Ağırlık değişkenliğinin proinflamatuar veya ilgili faktörler
üzerindeki etkisini inceleyen yalnızca bir yayınlanmış çalışma vardır. Yatsuya
vd. 76) , kilo değişkenliği öyküsü olan Japon erkeklerin bağımsız olarak artmış
C-Reaktif Protein (CRP) olasılık oranına sahip olduğunu bildirdi. Bu çalışmanın
bir sınırlaması, kesitsel bir tasarım olmasıydı, bu nedenle neden ve etkiyi
değerlendirmenin mümkün olmaması, ağırlık değişiminin kasıtlılığı hakkında bilgi
olmaması ve nihai BMI'leri 25 kg'dan az olan deneklerin çoğunluğuyla kesitsel
tasarım. / m2. Bu literatür eksikliği, kilo döngüsünün olası etkilerini tam
olarak anlamak için, bu modele proinflamatuar yanıtların incelenmesini dahil
etmemiz gerektiğini göstermektedir.
Yo yo diyet sağlık üzerindeki sonuçları
Amerika Birleşik Devletleri'nde obezite giderek daha yaygın
hale geldiğinden, yağ dokusu kütlesini azaltmak için kilo kaybı, aşırı
adipozite ile ilişkili hastalık riskini azaltmanın bir yolu olarak güçlü bir
şekilde desteklenmektedir 77) , 78) . Ne yazık ki, kilo veren bireylerin
çoğunluğunun azaltılmış kiloyu uzun bir süre muhafaza etme olasılığı düşüktür
79) , 80) . Tekrarlanan kilo verme ve yeniden kazanma dönemleri, kilo verme
veya yo-yo diyeti olarak bilinen bir model oluşturur. Tepe 81)popüler ve
sıradan literatürün, kilo döngüsünün (yani "yo-yo diyetinin")
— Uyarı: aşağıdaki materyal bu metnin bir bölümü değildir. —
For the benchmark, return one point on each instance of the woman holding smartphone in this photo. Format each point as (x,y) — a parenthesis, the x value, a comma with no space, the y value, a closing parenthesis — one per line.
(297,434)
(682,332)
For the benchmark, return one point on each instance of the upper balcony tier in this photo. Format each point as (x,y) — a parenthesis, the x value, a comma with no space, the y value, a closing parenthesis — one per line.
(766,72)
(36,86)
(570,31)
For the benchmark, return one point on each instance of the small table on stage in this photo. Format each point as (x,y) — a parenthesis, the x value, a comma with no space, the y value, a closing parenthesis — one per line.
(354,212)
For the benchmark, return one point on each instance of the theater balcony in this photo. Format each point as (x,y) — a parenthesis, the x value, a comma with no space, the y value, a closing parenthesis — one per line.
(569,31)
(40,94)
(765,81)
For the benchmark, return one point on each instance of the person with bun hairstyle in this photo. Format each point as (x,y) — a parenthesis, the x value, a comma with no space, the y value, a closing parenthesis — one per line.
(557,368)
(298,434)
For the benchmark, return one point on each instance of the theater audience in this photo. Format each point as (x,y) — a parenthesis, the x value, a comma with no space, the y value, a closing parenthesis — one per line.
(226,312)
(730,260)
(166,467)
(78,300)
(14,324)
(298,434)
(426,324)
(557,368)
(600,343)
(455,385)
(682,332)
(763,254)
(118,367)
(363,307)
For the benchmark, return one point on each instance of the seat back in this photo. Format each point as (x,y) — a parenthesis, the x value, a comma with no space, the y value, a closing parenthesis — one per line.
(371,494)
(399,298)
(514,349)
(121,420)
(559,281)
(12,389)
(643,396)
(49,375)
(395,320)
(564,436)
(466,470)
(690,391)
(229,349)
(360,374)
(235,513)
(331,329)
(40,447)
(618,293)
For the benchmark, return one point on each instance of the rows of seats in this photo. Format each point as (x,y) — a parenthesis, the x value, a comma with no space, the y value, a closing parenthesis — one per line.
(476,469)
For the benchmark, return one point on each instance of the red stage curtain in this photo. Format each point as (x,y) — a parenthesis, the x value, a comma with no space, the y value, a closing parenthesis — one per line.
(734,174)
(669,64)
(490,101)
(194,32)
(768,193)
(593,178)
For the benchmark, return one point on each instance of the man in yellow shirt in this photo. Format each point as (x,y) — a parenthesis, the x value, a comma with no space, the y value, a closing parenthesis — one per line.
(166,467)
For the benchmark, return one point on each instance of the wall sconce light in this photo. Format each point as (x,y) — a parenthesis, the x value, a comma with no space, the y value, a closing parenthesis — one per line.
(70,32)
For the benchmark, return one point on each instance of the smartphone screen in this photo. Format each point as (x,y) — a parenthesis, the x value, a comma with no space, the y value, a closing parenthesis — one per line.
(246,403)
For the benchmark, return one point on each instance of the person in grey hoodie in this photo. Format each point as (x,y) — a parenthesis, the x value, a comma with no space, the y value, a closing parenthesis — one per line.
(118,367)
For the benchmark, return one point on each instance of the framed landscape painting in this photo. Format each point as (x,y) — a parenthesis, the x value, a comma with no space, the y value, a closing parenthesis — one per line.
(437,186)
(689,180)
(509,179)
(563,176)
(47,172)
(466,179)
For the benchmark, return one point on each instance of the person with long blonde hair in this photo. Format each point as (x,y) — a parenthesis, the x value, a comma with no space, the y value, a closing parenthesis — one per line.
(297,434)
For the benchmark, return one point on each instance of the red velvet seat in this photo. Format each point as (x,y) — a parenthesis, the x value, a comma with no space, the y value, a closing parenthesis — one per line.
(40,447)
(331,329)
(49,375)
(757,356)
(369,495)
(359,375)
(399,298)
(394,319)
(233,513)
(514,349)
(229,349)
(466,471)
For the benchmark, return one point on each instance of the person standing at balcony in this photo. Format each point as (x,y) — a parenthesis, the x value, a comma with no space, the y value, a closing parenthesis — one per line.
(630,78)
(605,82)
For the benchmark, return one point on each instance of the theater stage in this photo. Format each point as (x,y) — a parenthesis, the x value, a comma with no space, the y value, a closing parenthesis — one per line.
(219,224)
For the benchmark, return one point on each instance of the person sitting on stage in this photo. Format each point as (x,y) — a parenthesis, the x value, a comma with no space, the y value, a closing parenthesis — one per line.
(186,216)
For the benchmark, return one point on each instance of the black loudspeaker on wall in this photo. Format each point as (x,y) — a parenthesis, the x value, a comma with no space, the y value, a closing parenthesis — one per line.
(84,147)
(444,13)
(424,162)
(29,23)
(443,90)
kardiyovasküler hastalık veya tip II diyabet geliştirme riskini, obez bir Vücut
Kitle İndeksinde (BMI; 30 kg / m2). Bilimsel literatür, ağırlık döngüsünün uzun
vadeli sonuçları konusunda tutarsızdır. Yo-yo diyetinin evrensel olarak kabul
edilmiş bir tanımı olmadığı için, deneysel tasarımdaki farklılıklar, bilimsel
sonuçlarda tutarsızlıklara katkıda bulunmuş olabilir.
Kilo alımı ve obezite, yüksek seviyede sistemik inflamasyonun
aracılık ettiğine inanılan hastalık riski ile ilgili önemli etkilere sahiptir.
Düşük dereceli sistemik inflamasyon, obezite ile ilişkilidir ve adipozite ile
kardiyovasküler hastalık ve tip 2 diyabet gelişimi arasında bir bağlantı görevi
görebilir 82) . Yo-yo diyetinin proinflamatuar etkileri incelenmemiştir.
Obezitenin sürdürülmesi ile yo-yo diyeti arasındaki hastalık riskinde bir
farkın farkına varmak önemlidir ve hastalığın ilerlemesindeki bireysel
farklılıklar hakkında fikir verebilir. Yo-yo diyeti artmış bir hastalık riski
ile ilişkiliyse, azaltılmış ağırlıkları koruyamayanlara sürekli olarak kilo
vermeyi tavsiye etmek önemli bir halk sağlığı sorunu olabilir.